Banks and other corporations that are "too big to fail" are now being told that their top executives have been too big for their britches.
That's especially true now that their britches have been bought and paid for by taxpayers -- today's taxpayers and the future generations who will be paying off the federal debt that is growing even faster than usual as we try to spend our way out of a recession caused, mostly, by the bad management of the same big companies we are now rescuing.
President Obama announced Wednesday that he will limit to $500,000 a year the pay of the top executives of companies that will, in the future, receive special assistance from the federal bailout machine. It is a mostly symbolic gesture that, however much money it saves, sends just the right signal: High rollers reduced to staying afloat on the federal dole cannot expect to continue their own lavish lifestyles without a break.

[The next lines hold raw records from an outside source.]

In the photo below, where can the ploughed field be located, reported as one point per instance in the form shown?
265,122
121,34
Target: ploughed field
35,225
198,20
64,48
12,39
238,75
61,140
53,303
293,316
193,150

Some kind of statement was necessary -- to get the attention of the companies that are getting the money and to restore at least some of the confidence of the public that is giving it. Most of the assistance has gone to huge banks, and too many of them have taken the cash in, lent precious little of it out, and continued to handsomely reward the very executives who steered their ships into the rocks in the first place.
The move will help make sure that any company that might have sought a taxpayer bailout on a whim will think better of it. And, by encouraging corporate boards to offer extra executive rewards in the form of a special category of stock -- stock that can be cashed in only after the feds cash out -- the rule encourages CEOs to get their houses in order quickly, pay back taxpayer investments with interest and become private concerns once again.
It's a shame the president had to do this. The CEOs should have done it themselves -- or, absent that kind of moral judgment, boards of directors should have done it for them.
That $500,000 ceiling still sounds like a lot of money to most people. It's even 100 Gs more than the president himself makes. And its target group is limited. The limits will not -- and, by law, probably could not -- apply to firms that have already been issued federal bailouts or emergency loans.
The limit also covers only salary, not such things as pensions or the use of corporate aircraft and company-owned luxury housing, although individual deals worked out with companies seeking large chunks of federal aid may well put a cap on such free spending. And the boards that sat silent on the pay issue might want to wake up to that, too.
It is notable that even Republican congressional leaders, traditionally the voice of corporate excess in the service of trickle-down economics, favor the Obama salary cap and the motivation behind it.
Of course, if corporate boards and stockholders had been doing their jobs over the years, rewarding executives who built profitable corporations on strong foundations instead of attracting love 'em and leave 'em high flyers, we probably wouldn't be having this discussion at all.
That, with any luck at all, will be the take-away from Obama's policy.